Currently, the character encoding for source files needs to be configured individually for each and every plugin that processes source files. In this context, source file refers to some plain text file that - unlike an XML file - lacks intrinsic means to specify the employed file encoding. The Java source files are the most promiment example of such text files. Velocity templates, BeanShell scripts and APT documents are further examples. This proposal does not apply to XML files as their encoding can be determined from the file itself, see XML encoding for further information.
Life would become easier if there was a dedicated POM element like ${project.build.sourceEncoding} which could be used to specify the encoding once per entire project. Every plugin could use it as default value:
Adding this element to the POM structure can only happen in Maven 3.x (tracked with MNG-2216 issue):
For Maven 2.x, the value can be defined as an equivalent property:
Thus plugins could immediately be modified to use ${project.build.sourceEncoding} expression, whatever Maven version is used.
Motivation
Why bother with file encoding at all? Well, a file encoding (aka charset) is required to solve the following discrepancy: A file stored on disk or transmitted via network is merely a stream of bytes/octets. In contrast, text is a stream of characters. However, a character is not a byte.
To further illustrate this, just consider the Unicode standard chosen for a Java String. Unicode defines more than 65.000 characters which obviously cannot be mapped to a single byte each. Hence, one needs a reversible transformation that defines how to map a character to bytes and vice-versa. This transformation is called a file/character encoding.
Now, there are different encodings, each potentially yielding different bytes for the same character. For example, the common encoding ASCII will map the character 'A' to the byte with the hex code 0x41. The same character is mapped to the byte 0xC1 when using the encoding EBCDIC. Another example is the character 'ü' (small letter u with umlaut) that maps to the single byte 0xFC when using ISO-8859-1 but maps to the two byte sequence 0xC3 0xBC when using UTF-8.
It should be clear by now that encoding a character with one encoding and later on decoding it with a different encoding can corrupt the character. To avoid such errors, it is crucial that all developers of a project have agreed to use the same encoding when editing the project sources and running the build.
Default Value
As shown by a user poll on the mailing list and the numerous comments on this article, this proposal has been revised: Plugins should use the platform default encoding if no explicit file encoding has been provided in the plugin configuration.
Since usage of the platform encoding yields platform-dependent and hence potentially irreproducible builds, plugins should output a warning to inform the user about this threat, e.g.:
[WARNING] Using platform encoding (Cp1252 actually) to copy filtered resources, i.e. build is platform dependent!

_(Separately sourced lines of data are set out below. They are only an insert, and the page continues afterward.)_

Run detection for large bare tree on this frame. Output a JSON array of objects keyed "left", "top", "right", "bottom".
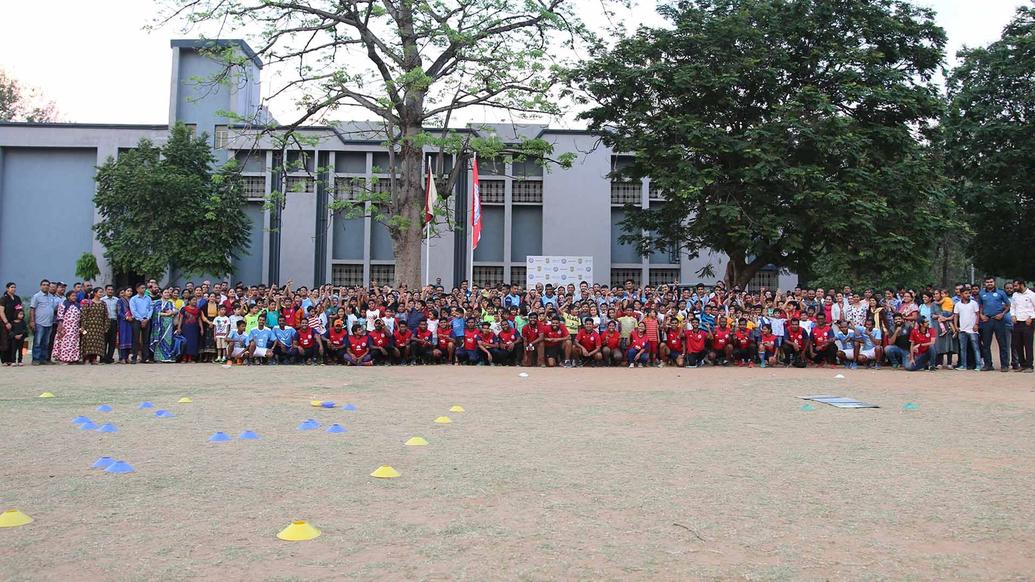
[{"left": 161, "top": 0, "right": 604, "bottom": 285}]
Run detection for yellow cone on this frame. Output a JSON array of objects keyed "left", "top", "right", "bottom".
[
  {"left": 0, "top": 510, "right": 32, "bottom": 527},
  {"left": 276, "top": 520, "right": 320, "bottom": 542},
  {"left": 371, "top": 465, "right": 398, "bottom": 478}
]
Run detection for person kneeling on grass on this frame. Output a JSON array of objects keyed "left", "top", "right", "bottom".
[
  {"left": 343, "top": 323, "right": 374, "bottom": 366},
  {"left": 625, "top": 321, "right": 650, "bottom": 368},
  {"left": 575, "top": 317, "right": 603, "bottom": 366}
]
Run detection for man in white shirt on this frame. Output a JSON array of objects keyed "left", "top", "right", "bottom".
[
  {"left": 1010, "top": 279, "right": 1035, "bottom": 373},
  {"left": 952, "top": 289, "right": 981, "bottom": 370}
]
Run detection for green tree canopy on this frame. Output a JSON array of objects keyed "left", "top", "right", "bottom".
[
  {"left": 93, "top": 123, "right": 250, "bottom": 277},
  {"left": 944, "top": 7, "right": 1035, "bottom": 280},
  {"left": 574, "top": 0, "right": 947, "bottom": 284}
]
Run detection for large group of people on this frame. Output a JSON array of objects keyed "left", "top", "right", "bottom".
[{"left": 0, "top": 271, "right": 1035, "bottom": 372}]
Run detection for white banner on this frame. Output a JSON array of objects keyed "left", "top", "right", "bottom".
[{"left": 525, "top": 256, "right": 593, "bottom": 289}]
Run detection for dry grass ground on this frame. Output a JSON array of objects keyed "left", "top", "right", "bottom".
[{"left": 0, "top": 365, "right": 1035, "bottom": 580}]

This way, users can smoothly update their POMs to follow best practices.
Code Spots to Review for Proper Encoding Handling
The following classes and/or methods indicate usage of the JVM's default encoding and hence should be reviewed:
String(byte[])String.getBytes()FileReaderFileWriterPrintWriter(File)(new in JDK 5)PrintWriter(OutputStream)(new in JDK 5)InputStreamReader(InputStream)OutputStreamWriter(OutputStream)ReaderFactory.newPlatformReader()WriterFactory.newPlatformWriter()FileUtils.fileRead(String)FileUtils.fileRead(File)FileUtils.fileWrite(String, String)FileUtils.fileAppend(String, String)IOUtils.toString(InputStream)IOUtils.toString(InputStream, int)
Plugins to Modify
Build plugins are highlighted, since the impact of the change is more critical to the built artifact than reporting plugins.
Affected Apache plugins:
- maven-changes-plugin (velocity template for announcement): MCHANGES-71, done in 2.1
- maven-checkstyle-plugin (source analysis): MCHECKSTYLE-95, done in 2.2
- maven-compiler-plugin (source processing): MCOMPILER-70, done in 2.1
- maven-invoker-plugin (beanshell script evaluation): MINVOKER-30, done in 1.2
- maven-javadoc-plugin (source processing): MJAVADOC-182, done in 2.5
- maven-jxr-plugin (source processing): JXR-60, done in 2.2
- maven-plugin-plugin (javadoc extraction, java source generation): MPLUGIN-101, MPLUGIN-100, done in 2.5
- maven-pmd-plugin (source analysis): MPMD-76, done in 2.4
- maven-resources-plugin (contents filtering): MRESOURCES-57, done in 2.3
- maven-site-plugin (apt sources): MSITE-314, done in 2.0-beta-7
Affected Codehaus plugins:
- findbugs-maven-plugin: (no Jira issue), done in 2.2
- jalopy-maven-plugin: MOJO-1138, done in 1.0-alpha-2-SNAPSHOT
- javancss-maven-plugin: MJNCSS-31
- modello-maven-plugin/modello-core (java source generation): MODELLO-109, done in 1.0-alpha-19
- native2ascii-maven-plugin
- plexus-component-metadata (formerly plexus-maven-plugin) (javadoc extraction): PLX-371, done in 1.0-beta-3.0.4
- shitty-maven-plugin (groovy script evaluation)
- simian-maven-plugin
- taglist-maven-plugin (javadoc extraction): MTAGLIST-27, done in 2.3
References
Please see [0] for the related thread from the mailing list, [1] for some further descriptions and [2] for a similar feature request in JIRA. Also note a related proposal for the output encoding of reports [3].
[0] http://www.nabble.com/POM-Element-for-Source-File-Encoding-to14930345s177.html
[1] http://www.nabble.com/Re%3A-Maven-and-File-Encoding-p16301958s177.html
[2] MNG-2216

83 Comments
Hide/Show CommentsApr 25, 2008
Kohsuke Kawaguchi
Oh no. Please, please, pretty please don't make the default encoding iso-8859-1.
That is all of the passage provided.